「しかし、血は争えないねえ」

 国茂は不敵に微笑むと、伊吹に意味深に言う。

 伊吹はそれにはなにも答えずに、草履を脱いで玄関から上がった。

「おいで」と声をかけられたので、凛も慌てて草履を脱ぐ。

「凛、その花嫁衣装はとてもかわいらしいが、疲れるだろう。体も冷えてしまったようだし。とりあえず風呂に入っては」
「お風呂ですか……。わかりました」

 いまだに、鬼に血を吸われることなく自分が生きていて、屋敷に迎えられている現実についていけていない凛は、とにかく伊吹の言われるがままにしかできない。

「お風呂ね。うん、用意しといたからすぐに入れるよ」
「ありがとう、国茂」

 そんな会話を国茂と交わし、伊吹は廊下を進んだ。

 凛は慌てて後を追うが、伊吹が思ったよりもゆっくり歩いていたのか、足元が危うい色打掛でも悠々とついていくことができた。

 ――私に歩調を合わせてくれているのかな。そうだとしたら、なんて気配り上手なあやかしなのだろう。

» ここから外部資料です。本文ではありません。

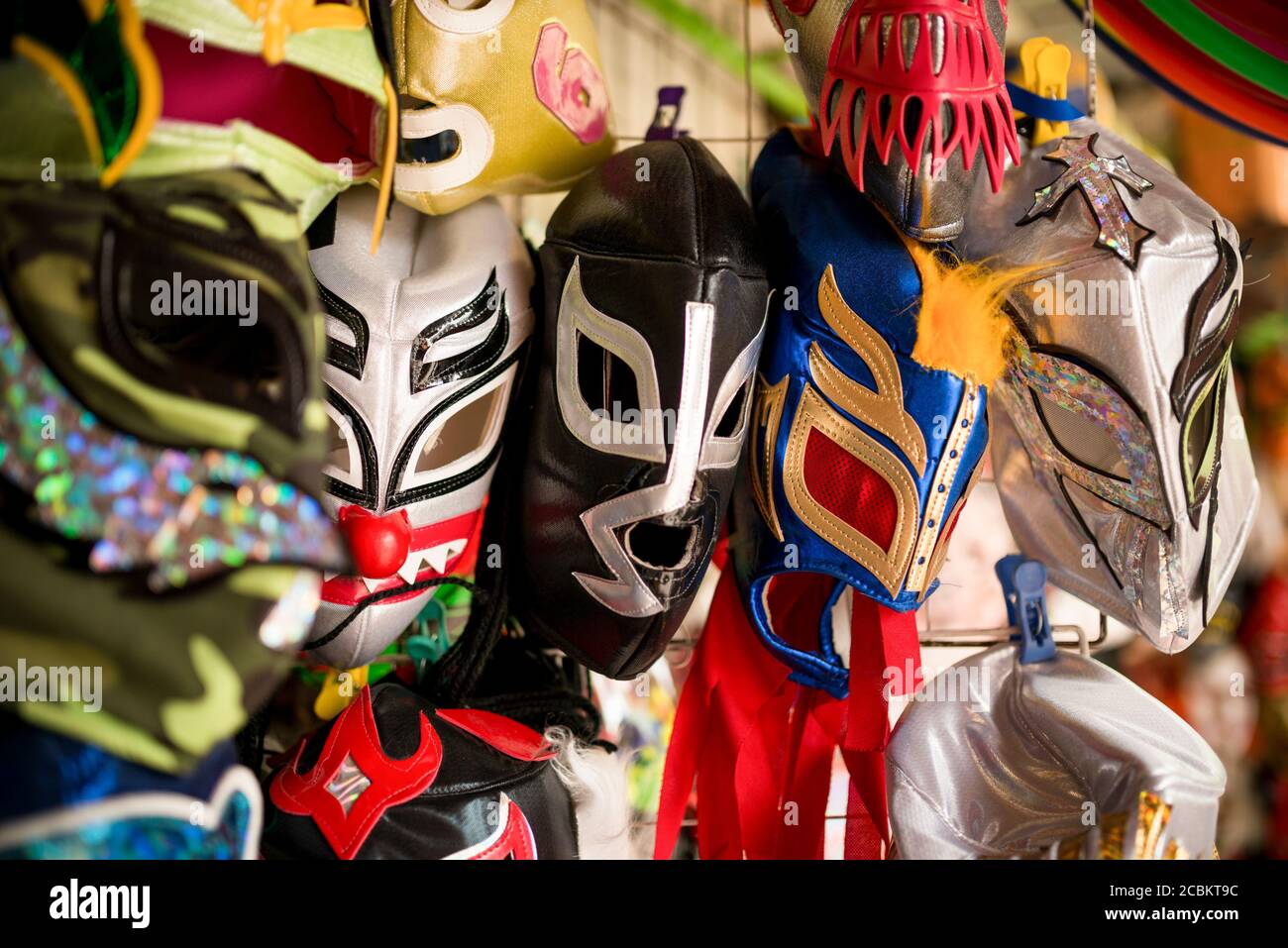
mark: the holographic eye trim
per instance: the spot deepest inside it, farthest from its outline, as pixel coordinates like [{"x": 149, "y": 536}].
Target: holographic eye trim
[
  {"x": 1080, "y": 391},
  {"x": 1095, "y": 175},
  {"x": 183, "y": 513}
]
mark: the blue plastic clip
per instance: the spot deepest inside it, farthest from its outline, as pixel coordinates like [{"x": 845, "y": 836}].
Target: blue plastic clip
[
  {"x": 1024, "y": 586},
  {"x": 666, "y": 119}
]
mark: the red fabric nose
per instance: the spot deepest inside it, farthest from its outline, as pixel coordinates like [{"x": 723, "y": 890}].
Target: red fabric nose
[{"x": 378, "y": 544}]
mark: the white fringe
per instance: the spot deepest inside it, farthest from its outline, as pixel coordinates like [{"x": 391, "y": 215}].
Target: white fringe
[{"x": 596, "y": 781}]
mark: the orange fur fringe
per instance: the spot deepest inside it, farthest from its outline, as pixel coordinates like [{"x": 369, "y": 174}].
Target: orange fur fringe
[{"x": 962, "y": 326}]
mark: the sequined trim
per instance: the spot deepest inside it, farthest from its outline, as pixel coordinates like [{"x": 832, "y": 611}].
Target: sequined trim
[
  {"x": 936, "y": 504},
  {"x": 1095, "y": 175},
  {"x": 1078, "y": 390},
  {"x": 184, "y": 513}
]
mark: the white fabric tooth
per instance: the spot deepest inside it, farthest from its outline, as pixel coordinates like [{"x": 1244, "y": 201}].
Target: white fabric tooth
[
  {"x": 410, "y": 567},
  {"x": 437, "y": 557},
  {"x": 911, "y": 29}
]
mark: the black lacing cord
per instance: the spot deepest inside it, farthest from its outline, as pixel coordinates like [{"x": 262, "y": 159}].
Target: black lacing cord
[
  {"x": 250, "y": 741},
  {"x": 389, "y": 594}
]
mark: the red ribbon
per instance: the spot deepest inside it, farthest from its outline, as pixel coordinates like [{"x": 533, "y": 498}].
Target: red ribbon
[{"x": 761, "y": 746}]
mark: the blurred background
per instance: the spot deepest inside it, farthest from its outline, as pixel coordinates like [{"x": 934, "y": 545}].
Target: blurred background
[{"x": 1233, "y": 685}]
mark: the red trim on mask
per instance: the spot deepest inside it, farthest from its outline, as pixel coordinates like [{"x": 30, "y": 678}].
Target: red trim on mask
[
  {"x": 391, "y": 781},
  {"x": 971, "y": 81},
  {"x": 349, "y": 590},
  {"x": 327, "y": 120},
  {"x": 515, "y": 840},
  {"x": 500, "y": 733}
]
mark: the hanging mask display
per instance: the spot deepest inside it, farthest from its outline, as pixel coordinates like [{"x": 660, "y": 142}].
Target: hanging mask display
[
  {"x": 296, "y": 93},
  {"x": 870, "y": 419},
  {"x": 1121, "y": 462},
  {"x": 69, "y": 800},
  {"x": 1006, "y": 768},
  {"x": 498, "y": 98},
  {"x": 395, "y": 779},
  {"x": 651, "y": 344},
  {"x": 424, "y": 347},
  {"x": 910, "y": 95},
  {"x": 163, "y": 433}
]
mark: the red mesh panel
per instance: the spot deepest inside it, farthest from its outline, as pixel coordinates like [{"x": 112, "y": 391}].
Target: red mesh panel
[{"x": 846, "y": 487}]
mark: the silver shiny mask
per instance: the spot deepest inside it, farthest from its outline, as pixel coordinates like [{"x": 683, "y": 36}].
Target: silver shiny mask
[
  {"x": 1063, "y": 760},
  {"x": 423, "y": 351},
  {"x": 1120, "y": 451}
]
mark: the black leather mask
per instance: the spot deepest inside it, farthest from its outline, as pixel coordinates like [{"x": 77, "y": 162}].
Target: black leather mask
[
  {"x": 395, "y": 779},
  {"x": 657, "y": 301}
]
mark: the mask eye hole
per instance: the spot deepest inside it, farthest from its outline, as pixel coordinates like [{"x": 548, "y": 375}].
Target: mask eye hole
[
  {"x": 730, "y": 423},
  {"x": 661, "y": 546},
  {"x": 1081, "y": 438},
  {"x": 605, "y": 381},
  {"x": 441, "y": 146},
  {"x": 464, "y": 432},
  {"x": 1201, "y": 438}
]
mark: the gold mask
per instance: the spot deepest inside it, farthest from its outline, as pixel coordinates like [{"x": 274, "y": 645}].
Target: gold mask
[{"x": 501, "y": 98}]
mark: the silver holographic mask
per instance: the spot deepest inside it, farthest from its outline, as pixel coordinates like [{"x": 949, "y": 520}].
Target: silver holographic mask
[{"x": 1120, "y": 450}]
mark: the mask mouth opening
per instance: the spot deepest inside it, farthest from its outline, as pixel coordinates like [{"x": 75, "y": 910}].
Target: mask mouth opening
[{"x": 661, "y": 546}]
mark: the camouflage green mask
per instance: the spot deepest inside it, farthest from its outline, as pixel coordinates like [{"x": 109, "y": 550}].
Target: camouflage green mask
[{"x": 160, "y": 449}]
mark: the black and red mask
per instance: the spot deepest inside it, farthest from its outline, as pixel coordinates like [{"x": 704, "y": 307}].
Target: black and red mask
[{"x": 911, "y": 95}]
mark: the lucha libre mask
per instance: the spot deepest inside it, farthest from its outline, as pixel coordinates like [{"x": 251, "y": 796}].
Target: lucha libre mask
[
  {"x": 295, "y": 91},
  {"x": 861, "y": 453},
  {"x": 423, "y": 351},
  {"x": 1121, "y": 462},
  {"x": 642, "y": 401},
  {"x": 1006, "y": 766},
  {"x": 162, "y": 434},
  {"x": 498, "y": 98},
  {"x": 394, "y": 779},
  {"x": 909, "y": 93}
]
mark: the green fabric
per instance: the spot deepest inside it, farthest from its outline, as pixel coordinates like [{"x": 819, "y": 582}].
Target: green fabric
[
  {"x": 346, "y": 55},
  {"x": 768, "y": 78},
  {"x": 98, "y": 58},
  {"x": 1227, "y": 48},
  {"x": 187, "y": 147},
  {"x": 181, "y": 670},
  {"x": 42, "y": 137}
]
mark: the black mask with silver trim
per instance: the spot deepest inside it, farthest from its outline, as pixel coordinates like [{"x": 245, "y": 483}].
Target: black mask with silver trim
[{"x": 656, "y": 321}]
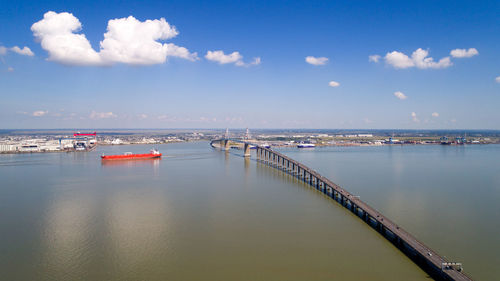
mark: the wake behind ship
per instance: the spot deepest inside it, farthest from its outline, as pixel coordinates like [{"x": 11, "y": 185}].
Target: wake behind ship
[{"x": 153, "y": 154}]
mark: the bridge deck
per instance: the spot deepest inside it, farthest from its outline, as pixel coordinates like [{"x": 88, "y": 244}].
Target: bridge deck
[{"x": 428, "y": 255}]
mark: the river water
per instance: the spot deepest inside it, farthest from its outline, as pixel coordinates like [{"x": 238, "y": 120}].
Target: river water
[{"x": 202, "y": 214}]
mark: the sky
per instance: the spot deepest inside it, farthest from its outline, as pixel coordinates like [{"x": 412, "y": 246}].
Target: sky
[{"x": 256, "y": 64}]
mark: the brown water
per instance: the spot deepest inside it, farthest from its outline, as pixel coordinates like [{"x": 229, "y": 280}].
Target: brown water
[{"x": 197, "y": 214}]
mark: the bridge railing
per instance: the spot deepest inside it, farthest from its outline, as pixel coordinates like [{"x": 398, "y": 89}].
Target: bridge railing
[{"x": 421, "y": 254}]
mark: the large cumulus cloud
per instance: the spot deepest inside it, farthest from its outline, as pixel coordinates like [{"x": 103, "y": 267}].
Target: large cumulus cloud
[{"x": 127, "y": 40}]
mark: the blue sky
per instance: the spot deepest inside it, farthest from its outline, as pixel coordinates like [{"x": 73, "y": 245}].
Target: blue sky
[{"x": 143, "y": 82}]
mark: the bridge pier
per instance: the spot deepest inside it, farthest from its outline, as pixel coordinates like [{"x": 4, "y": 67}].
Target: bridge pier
[
  {"x": 415, "y": 250},
  {"x": 224, "y": 144},
  {"x": 246, "y": 150}
]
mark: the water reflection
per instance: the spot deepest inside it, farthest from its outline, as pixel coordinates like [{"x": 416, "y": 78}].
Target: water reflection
[
  {"x": 145, "y": 163},
  {"x": 68, "y": 227},
  {"x": 138, "y": 222}
]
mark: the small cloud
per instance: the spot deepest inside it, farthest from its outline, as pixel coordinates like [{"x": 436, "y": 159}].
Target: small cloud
[
  {"x": 316, "y": 60},
  {"x": 400, "y": 95},
  {"x": 40, "y": 113},
  {"x": 234, "y": 57},
  {"x": 102, "y": 115},
  {"x": 463, "y": 53},
  {"x": 333, "y": 84},
  {"x": 419, "y": 59},
  {"x": 374, "y": 58},
  {"x": 414, "y": 117},
  {"x": 24, "y": 51}
]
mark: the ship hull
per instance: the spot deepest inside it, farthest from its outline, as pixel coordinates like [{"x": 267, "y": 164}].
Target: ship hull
[{"x": 130, "y": 157}]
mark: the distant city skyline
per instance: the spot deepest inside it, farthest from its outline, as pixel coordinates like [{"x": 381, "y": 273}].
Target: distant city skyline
[{"x": 259, "y": 64}]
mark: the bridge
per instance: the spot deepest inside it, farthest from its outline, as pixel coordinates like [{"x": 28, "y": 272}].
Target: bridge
[{"x": 431, "y": 262}]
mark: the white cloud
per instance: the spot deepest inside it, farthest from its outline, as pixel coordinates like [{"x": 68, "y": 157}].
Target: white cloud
[
  {"x": 374, "y": 58},
  {"x": 102, "y": 115},
  {"x": 418, "y": 59},
  {"x": 40, "y": 113},
  {"x": 221, "y": 58},
  {"x": 234, "y": 57},
  {"x": 127, "y": 40},
  {"x": 414, "y": 117},
  {"x": 400, "y": 95},
  {"x": 316, "y": 60},
  {"x": 333, "y": 84},
  {"x": 24, "y": 51},
  {"x": 464, "y": 53}
]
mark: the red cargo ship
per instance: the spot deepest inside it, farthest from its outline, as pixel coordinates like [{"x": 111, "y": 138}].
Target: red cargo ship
[{"x": 129, "y": 156}]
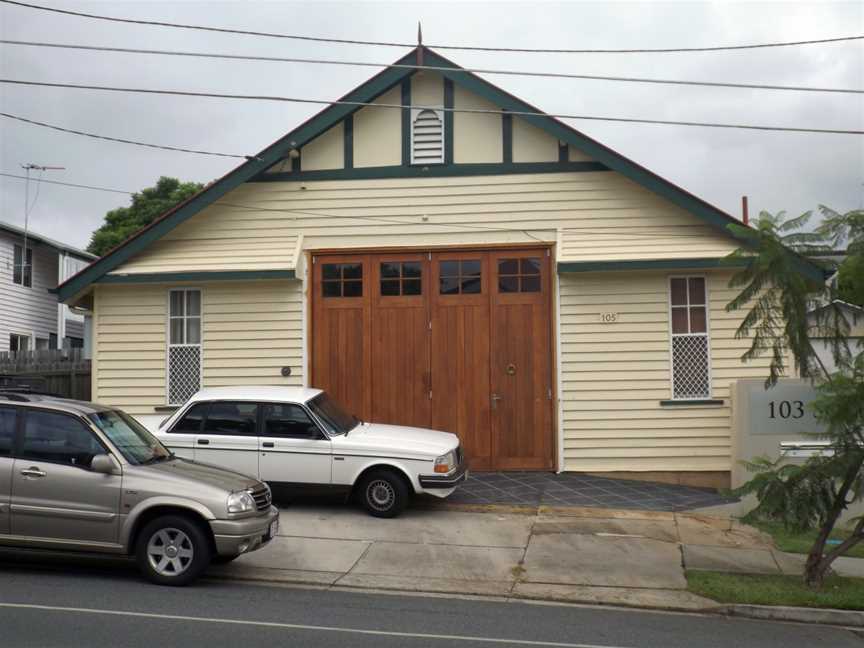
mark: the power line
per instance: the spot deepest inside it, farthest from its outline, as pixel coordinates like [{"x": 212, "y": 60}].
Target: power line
[
  {"x": 430, "y": 68},
  {"x": 345, "y": 41},
  {"x": 69, "y": 184},
  {"x": 122, "y": 141},
  {"x": 360, "y": 104}
]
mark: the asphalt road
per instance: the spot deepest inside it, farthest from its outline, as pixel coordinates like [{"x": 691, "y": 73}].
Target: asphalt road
[{"x": 48, "y": 602}]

 本当に彼は鬼なのだろうかと、またまた凛は思ってしまう。

 浴室の前にたどり着き、伊吹が足を止めた。

「ここだよ。それなりに広いから、ふたりで入っても余裕だと思う」
「そうなのですか……え、ふ、ふたり!?」

 ずっと他人事のように事態を見守っていた凛も、さすがに驚いて叫んでしまう。

 ――ふ、ふたりでって。この人、一緒にお風呂に入る気なの!?

「あ、あの待ってください。まさか伊吹さん、私と一緒にお風呂に……?」
「そうだが? 夫婦なのだから、当然だろう」

 本当にさも当然のように、きょとんとして伊吹は言う。